The limitations described above will not apply to:

 

    payments in lieu of fractional shares in connection with a merger, stock dividend or similar event; or

 

    any redemption necessary in order to preserve our status as a REIT.

Any dividend payment made on a class or series of preferred stock will first be credited against the earliest accrued but unpaid dividend due with respect to shares of the class or series.

Liquidation

In the event of a voluntary or involuntary liquidation, dissolution or winding up of the affairs of Regency, the holders of a class or series of preferred stock will be entitled, subject to the rights of creditors, but before any distribution or payment to the holders of

 

    any preferred stock junior on our liquidation, dissolution or winding up, or

 

    our common stock (including any special common stock),

to receive a liquidating distribution in the amount of the liquidation preference per share as set forth in the applicable prospectus supplement, plus accrued and unpaid dividends for the then-current dividend period (including any accumulation of unpaid dividends for prior dividend periods, if dividends on the class or series of preferred stock are cumulative).

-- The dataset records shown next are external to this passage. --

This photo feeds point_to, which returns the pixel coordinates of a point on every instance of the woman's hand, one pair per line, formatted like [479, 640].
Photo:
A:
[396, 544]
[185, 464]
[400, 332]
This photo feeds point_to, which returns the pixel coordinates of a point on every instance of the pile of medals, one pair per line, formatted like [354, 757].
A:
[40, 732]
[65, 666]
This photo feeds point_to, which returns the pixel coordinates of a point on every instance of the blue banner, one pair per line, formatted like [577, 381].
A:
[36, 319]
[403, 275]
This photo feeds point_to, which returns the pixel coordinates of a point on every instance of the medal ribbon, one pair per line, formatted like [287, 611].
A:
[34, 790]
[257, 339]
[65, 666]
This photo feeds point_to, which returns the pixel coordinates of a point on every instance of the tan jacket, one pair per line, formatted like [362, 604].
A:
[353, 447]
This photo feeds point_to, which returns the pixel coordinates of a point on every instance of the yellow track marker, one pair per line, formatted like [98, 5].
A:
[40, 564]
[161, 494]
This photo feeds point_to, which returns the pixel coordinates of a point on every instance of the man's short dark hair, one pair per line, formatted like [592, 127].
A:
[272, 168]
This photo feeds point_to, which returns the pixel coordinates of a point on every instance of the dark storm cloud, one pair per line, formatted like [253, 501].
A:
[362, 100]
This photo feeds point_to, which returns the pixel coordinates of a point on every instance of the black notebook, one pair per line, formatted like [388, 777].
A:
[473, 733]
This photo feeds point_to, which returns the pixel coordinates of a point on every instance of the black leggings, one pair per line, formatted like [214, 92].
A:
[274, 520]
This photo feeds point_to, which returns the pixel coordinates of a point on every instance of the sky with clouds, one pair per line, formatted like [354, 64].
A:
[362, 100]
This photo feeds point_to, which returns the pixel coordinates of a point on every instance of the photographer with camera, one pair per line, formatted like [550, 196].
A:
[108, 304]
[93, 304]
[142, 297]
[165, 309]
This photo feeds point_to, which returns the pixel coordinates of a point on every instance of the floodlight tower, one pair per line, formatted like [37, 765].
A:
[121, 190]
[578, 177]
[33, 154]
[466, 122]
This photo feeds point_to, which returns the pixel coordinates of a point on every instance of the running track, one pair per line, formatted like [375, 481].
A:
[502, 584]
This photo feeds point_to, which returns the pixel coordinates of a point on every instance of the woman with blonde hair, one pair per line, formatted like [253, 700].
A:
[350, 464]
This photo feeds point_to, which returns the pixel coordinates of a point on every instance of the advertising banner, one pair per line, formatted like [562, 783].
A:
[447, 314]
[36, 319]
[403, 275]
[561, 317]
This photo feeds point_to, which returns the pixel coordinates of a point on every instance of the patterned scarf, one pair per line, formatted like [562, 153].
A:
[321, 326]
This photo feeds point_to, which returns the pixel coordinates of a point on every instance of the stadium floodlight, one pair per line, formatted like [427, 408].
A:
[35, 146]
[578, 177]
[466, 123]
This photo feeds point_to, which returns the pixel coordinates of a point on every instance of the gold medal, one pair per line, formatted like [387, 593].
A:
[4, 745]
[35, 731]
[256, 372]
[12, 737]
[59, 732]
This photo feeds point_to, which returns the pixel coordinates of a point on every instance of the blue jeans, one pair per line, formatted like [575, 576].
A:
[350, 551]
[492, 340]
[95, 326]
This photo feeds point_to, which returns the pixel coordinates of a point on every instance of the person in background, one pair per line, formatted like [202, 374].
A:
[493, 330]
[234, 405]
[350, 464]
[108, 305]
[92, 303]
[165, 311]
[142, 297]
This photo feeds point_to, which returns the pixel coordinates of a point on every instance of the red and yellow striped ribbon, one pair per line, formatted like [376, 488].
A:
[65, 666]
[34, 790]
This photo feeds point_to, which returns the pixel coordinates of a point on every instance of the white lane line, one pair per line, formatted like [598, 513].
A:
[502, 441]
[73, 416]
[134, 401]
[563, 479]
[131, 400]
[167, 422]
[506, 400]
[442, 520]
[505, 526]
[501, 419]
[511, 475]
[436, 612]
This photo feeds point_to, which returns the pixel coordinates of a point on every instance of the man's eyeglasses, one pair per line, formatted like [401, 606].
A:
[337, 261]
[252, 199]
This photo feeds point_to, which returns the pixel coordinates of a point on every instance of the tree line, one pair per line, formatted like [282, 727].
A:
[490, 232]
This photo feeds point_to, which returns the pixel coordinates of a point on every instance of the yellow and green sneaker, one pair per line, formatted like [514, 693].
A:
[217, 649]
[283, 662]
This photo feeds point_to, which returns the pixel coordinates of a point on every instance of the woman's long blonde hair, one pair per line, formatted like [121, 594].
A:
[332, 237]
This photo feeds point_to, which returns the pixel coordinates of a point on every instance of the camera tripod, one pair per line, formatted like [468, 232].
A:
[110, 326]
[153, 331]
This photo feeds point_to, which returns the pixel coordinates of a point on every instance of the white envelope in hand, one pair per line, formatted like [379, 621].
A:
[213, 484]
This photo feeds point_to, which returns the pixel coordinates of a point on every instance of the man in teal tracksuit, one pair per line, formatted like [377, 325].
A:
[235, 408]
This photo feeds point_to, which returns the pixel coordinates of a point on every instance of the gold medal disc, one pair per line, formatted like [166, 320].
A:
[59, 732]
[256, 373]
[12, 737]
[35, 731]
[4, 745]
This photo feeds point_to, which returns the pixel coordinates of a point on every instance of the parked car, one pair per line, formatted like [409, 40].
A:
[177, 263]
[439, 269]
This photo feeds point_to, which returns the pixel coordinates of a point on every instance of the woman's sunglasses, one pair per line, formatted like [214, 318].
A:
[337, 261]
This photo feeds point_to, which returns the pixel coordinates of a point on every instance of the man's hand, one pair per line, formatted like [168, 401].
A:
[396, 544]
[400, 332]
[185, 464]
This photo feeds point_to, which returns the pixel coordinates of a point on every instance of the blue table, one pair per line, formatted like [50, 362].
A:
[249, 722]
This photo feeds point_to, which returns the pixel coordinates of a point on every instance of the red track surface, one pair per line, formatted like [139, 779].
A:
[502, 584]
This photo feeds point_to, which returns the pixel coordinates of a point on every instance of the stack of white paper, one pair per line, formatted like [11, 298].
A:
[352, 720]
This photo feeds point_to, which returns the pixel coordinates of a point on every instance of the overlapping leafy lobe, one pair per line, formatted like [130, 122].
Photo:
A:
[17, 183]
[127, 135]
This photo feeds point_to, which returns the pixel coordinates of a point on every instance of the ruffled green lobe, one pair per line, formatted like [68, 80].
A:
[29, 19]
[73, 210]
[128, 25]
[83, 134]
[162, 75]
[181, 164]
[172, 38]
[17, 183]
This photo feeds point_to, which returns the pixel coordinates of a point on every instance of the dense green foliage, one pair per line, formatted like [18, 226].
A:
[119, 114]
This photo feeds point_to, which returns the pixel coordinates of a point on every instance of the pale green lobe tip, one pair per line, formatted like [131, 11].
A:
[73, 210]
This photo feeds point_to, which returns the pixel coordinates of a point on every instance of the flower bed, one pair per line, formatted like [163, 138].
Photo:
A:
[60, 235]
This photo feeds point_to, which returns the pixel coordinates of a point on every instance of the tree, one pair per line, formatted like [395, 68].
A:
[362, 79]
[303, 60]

The liquidation preference is not indicative of the price at which the preferred stock will actually trade on or after the date of issuance.

If the amounts available for distribution with respect to a class or series of preferred stock and all other outstanding parity stock are not sufficient to satisfy the full liquidation rights of all such parity stock outstanding, then the holders of each class or series will share ratably in any such distribution of assets in proportion to the full respective preferential amounts (which may include accumulated dividends) to which they are entitled. Unless otherwise provided in the applicable prospectus supplement, after payment of the full amount of the liquidating distribution, the holders of preferred stock will not be entitled to any further participation in any distribution of our assets.

Redemption

The terms, if any, on which preferred stock of any class or series may be redeemed will be set forth in the applicable prospectus supplement. These terms will include:

 

    whether the shares are redeemable at our election or the election of the holder or are mandatorily redeemable on a specified date or the occurrence of a specified event;

 

    the redemption price (or the manner of calculating the redemption price), including any premium over the liquidation preference per share;

 

    whether the redemption price will be payable in cash or other consideration;

 

    the redemption date or dates;

 

    redemption notice requirements;

 

    other procedures for redemption, including the manner for selecting shares to be redeemed if fewer than all shares of the class or series are to be redeemed; and

 

    when, where and how we must make a deposit of the redemption price in order for the shares called for redemption to be deemed no longer outstanding and the date as of which they will cease to be deemed outstanding if we comply with these provisions.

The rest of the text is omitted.